Puis il reprit en secouant la tête et tout en marchant.

—  Je comprends... je comprends... Oui, il n’y a pas que les esclaves qu’on tracasse et qui s’en vont marrons dans ce pays-ci. Moi-même qui parle, qui suis couvert de peau de cabri, dans cet accoutrement, dans cet endroit de bêtes sauvages, je suis libre... et ce n’est pas pour me vanter, j’ai le droit autant qu’un autre d’être respecté dans une ville de blancs ; car enfin, je suis soldat, citoyen français ; j’ai vécu, j’ai longtemps servi dans les armées en France, j’ai été sergent, chef de poste, et je puis montrer les blessures que j’ai reçues dans les guerres... Eh bien ! après avoir versé mon sang pour les libertés en Europe, qu’est-ce qui m’arrive dans cette île où je suis né, où je croyais mourir tranquille ?... On me met hors la loi qui protège, on veut, malgré tous mes papiers, tous mes services, toute ma liberté, me faire ôter mes souliers, me rendre esclave...

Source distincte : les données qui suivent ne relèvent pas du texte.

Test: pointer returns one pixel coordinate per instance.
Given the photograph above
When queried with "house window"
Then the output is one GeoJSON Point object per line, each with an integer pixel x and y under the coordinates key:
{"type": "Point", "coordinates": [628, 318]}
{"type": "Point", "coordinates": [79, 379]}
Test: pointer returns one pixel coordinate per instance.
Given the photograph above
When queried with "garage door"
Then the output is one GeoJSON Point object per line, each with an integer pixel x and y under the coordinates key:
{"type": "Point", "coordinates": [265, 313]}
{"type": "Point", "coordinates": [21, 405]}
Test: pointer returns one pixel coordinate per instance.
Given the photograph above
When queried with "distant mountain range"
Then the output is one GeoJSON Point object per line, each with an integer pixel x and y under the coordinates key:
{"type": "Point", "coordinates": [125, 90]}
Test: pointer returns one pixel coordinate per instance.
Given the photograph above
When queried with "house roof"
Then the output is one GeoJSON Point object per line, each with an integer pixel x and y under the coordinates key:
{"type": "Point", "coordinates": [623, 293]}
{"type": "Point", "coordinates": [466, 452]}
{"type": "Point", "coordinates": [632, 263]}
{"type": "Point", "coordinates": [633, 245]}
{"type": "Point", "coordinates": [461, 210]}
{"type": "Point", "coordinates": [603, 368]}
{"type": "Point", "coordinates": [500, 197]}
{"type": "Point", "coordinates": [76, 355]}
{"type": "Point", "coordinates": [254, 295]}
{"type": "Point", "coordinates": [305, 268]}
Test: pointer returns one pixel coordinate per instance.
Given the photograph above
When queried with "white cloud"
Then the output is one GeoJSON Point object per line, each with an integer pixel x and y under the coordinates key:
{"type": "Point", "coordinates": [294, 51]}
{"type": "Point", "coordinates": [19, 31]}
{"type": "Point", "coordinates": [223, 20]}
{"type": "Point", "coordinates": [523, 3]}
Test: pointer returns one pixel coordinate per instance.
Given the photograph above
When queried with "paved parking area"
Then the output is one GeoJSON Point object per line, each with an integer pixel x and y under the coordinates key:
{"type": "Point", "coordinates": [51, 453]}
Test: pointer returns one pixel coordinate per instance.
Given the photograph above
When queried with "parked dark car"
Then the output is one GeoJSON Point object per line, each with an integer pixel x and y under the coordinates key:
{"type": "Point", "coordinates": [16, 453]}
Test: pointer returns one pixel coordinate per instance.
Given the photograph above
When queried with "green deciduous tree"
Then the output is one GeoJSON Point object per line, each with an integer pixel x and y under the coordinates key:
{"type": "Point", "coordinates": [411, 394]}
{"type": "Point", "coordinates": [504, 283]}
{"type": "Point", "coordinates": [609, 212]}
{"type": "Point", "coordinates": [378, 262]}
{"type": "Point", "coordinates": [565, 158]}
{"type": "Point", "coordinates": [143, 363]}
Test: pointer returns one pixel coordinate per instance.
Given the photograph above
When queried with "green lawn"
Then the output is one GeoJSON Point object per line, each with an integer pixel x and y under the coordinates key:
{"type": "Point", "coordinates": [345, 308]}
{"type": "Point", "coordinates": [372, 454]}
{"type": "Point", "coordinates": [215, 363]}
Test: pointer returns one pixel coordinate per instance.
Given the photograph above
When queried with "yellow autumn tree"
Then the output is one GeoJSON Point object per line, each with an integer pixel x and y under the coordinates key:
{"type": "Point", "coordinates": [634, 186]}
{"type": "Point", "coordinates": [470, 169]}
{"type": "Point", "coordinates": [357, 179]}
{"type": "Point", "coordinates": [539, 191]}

—  Vous rendre esclave ! dit Marie toute indignée. Mais qui donc ?

—  Une famille entière qui prétendait que je lui appartenais de père en fils...

—  Quelle injustice ! Et vous n’avez pas réclamé ?

—  Réclamer auprès de qui, mes enfants ? Elle avait de ses membres dans l’administration, dans la magistrature ; elle était riche, puissante ; elle était partout, et partout elle avait raison. Ainsi j’ai fermé la bouche, mais ne me suis point soumis, vous pensez bien ; j’ai quitté la ville et les blancs, je me suis fait marron.